Disque singulier et foudroyant, le premier album de Mendelson mérite le détour hors autoroute, puis le séjour prolongé. Avertissement liminaire visant à avertir le lecteur (qui en vaut ainsi deux, ce qui accroît dans des proportions non négligeables l’audience de ce papier) et à marquer une infranchissable ligne de démarcation : qui traversera au pas […]
Disque singulier et foudroyant, le premier album de Mendelson mérite le détour hors autoroute, puis le séjour prolongé.
Avertissement liminaire visant à avertir le lecteur (qui en vaut ainsi deux, ce qui accroît dans des proportions non négligeables l’audience de ce papier) et à marquer une infranchissable ligne de démarcation : qui traversera au pas de charge le territoire délimité d’un trait extrafin par Mendelson risque fort d’en repartir sans rien avoir remarqué des beautés, pourtant frappantes, de l’endroit. Hormis l’imparable hymne à la résistance qu’est Je ne veux pas mourir, ces fiers chants de mal d’aurore préfèrent mourir plutôt que de se rendre à l’évidence. Les inconditionnels du test décisif de la première écoute devront se faire violence car L’Avenir est devant (ce titre est-il bien raisonnable ?) est de ces albums qui se méritent mais qui rendent au centuple le peu qu’on aura daigné leur donner.
Deuxième avertissement : il faudrait voir à ne pas prendre Mendelson pour une quelconque Samaritaine de la pop. En toute logique, on n’y trouve donc pas tout. Pas de fil mélodique bien visible auquel se raccrocher, pas de refrain fédérateur, moins encore de démonstration de force ramenarde, mais une atmosphère fatiguée de fin de bal perdu qu’installe une écriture suffisamment singulière et exigeante pour réussir à plaire sans chercher à le faire. Pour ces quinze vignettes bigrement adhésives, l’élégance est de rigueur et la rigueur a de l’élégance : des guitares futées s’abouchent avec des mots affûtés, débités sur le mode parler-chanter d’un ton monocorde et nonchalant. Loin d’agiter le sinistre spectre de l’ennui, cette diction laconique sert à merveille la causticité dont Mendelson fait montre plus souvent qu’à son tour. Et si l’humour pince-sans-rire de ces noueux drilles déroute jusqu’à la perplexité le temps d’Une Dernière, il fait d’irrésistibles ravages à l’occasion d’une Histoire naturelle réjouissante, prétexte à remuer un couteau grinçant dans la plaie d’une certaine tendance de la jeunesse française (son vocabulaire de vingt mots, ses pseudo-provocations minables), ou de Combs-la-Ville et sa subtile réappropriation d’un fameux leitmotiv durassien pour dire la morne réalité de la banlieue.

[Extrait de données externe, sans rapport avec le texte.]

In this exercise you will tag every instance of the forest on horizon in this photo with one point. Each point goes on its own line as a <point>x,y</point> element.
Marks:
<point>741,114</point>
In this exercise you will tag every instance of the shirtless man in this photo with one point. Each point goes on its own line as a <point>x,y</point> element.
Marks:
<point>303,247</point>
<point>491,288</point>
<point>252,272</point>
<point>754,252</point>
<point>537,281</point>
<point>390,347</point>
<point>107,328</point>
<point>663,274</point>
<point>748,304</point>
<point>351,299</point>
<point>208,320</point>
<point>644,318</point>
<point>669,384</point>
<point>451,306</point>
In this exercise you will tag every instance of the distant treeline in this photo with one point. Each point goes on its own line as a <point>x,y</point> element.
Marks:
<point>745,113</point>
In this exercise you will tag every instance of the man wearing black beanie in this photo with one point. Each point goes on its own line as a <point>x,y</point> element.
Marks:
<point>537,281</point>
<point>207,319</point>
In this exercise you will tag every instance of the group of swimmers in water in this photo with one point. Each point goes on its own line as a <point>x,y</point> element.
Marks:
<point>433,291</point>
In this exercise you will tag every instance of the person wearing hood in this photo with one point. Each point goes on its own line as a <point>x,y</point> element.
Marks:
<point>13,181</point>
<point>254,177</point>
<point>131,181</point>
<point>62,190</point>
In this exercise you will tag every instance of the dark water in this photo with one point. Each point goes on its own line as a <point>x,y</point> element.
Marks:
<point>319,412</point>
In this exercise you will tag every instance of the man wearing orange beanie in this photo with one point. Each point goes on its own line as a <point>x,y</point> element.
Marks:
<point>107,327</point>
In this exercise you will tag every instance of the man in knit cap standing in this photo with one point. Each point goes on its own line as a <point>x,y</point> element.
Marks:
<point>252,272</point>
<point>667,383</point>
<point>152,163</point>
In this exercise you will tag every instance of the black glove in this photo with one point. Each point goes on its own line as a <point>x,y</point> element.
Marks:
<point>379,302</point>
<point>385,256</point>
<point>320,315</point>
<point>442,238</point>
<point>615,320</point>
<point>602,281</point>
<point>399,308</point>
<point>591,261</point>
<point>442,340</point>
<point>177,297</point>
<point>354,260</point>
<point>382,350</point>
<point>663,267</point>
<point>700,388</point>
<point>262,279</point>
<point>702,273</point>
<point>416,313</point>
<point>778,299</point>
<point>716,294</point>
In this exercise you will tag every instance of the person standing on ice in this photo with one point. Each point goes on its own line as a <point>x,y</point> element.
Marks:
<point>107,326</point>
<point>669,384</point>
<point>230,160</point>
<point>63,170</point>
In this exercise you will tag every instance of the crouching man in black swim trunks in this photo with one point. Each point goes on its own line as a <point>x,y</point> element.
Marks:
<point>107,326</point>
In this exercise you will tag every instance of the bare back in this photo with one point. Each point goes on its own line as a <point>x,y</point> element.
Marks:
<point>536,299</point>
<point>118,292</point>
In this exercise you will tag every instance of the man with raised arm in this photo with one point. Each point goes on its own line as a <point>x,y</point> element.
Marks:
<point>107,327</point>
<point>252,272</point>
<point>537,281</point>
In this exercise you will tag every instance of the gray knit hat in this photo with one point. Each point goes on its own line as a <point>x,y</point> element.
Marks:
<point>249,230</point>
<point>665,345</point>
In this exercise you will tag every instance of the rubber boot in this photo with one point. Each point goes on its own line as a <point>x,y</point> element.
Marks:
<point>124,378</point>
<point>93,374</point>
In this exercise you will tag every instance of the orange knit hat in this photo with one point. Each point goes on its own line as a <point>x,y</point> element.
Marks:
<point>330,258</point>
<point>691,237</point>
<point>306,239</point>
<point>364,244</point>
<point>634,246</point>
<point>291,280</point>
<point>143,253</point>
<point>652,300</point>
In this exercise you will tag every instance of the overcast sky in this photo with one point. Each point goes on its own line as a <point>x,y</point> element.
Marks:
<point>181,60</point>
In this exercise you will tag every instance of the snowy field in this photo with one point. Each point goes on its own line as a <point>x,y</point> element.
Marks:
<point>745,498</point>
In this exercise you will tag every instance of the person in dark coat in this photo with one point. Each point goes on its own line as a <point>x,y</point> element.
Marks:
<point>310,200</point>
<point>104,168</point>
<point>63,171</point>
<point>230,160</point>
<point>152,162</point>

Inutile de préciser qu’on se situe alors à mille bornes de l’imagerie clinquante et démagogique refourguée à la va-comme-je-te-nique par les marchands de haine molle. On ne met pas longtemps à constater que Mendelson n’a pas sa langue fourchue dans sa poche. C’est une vraie colère qui habite le duo, intelligente et blanche, qui n’a pas besoin de beuglements pour exister, qui s’avance masquée sous des airs impassibles pour mieux nous prendre à revers, nous mettre en joue et, inéluctablement, sous son joug délicieux. On s’aperçoit vite que ces gens-là savent aussi poser les bonnes questions, tout en ayant l’élémentaire politesse de n’apporter aucune réponse : « Tant que ça casse je suis vivant, j’en profite, je suis vivant, mais où sont passés les gens ? » A l’évidence, le bruit de ces grelots de rage susurrée ressemble comme un frère d’âme à celui provoqué à coups de vers brisés par Houellebecq. Grâce au poète déchiré du siècle de l’emballage, on avait découvert le sens du combat. On en connaît dorénavant le son.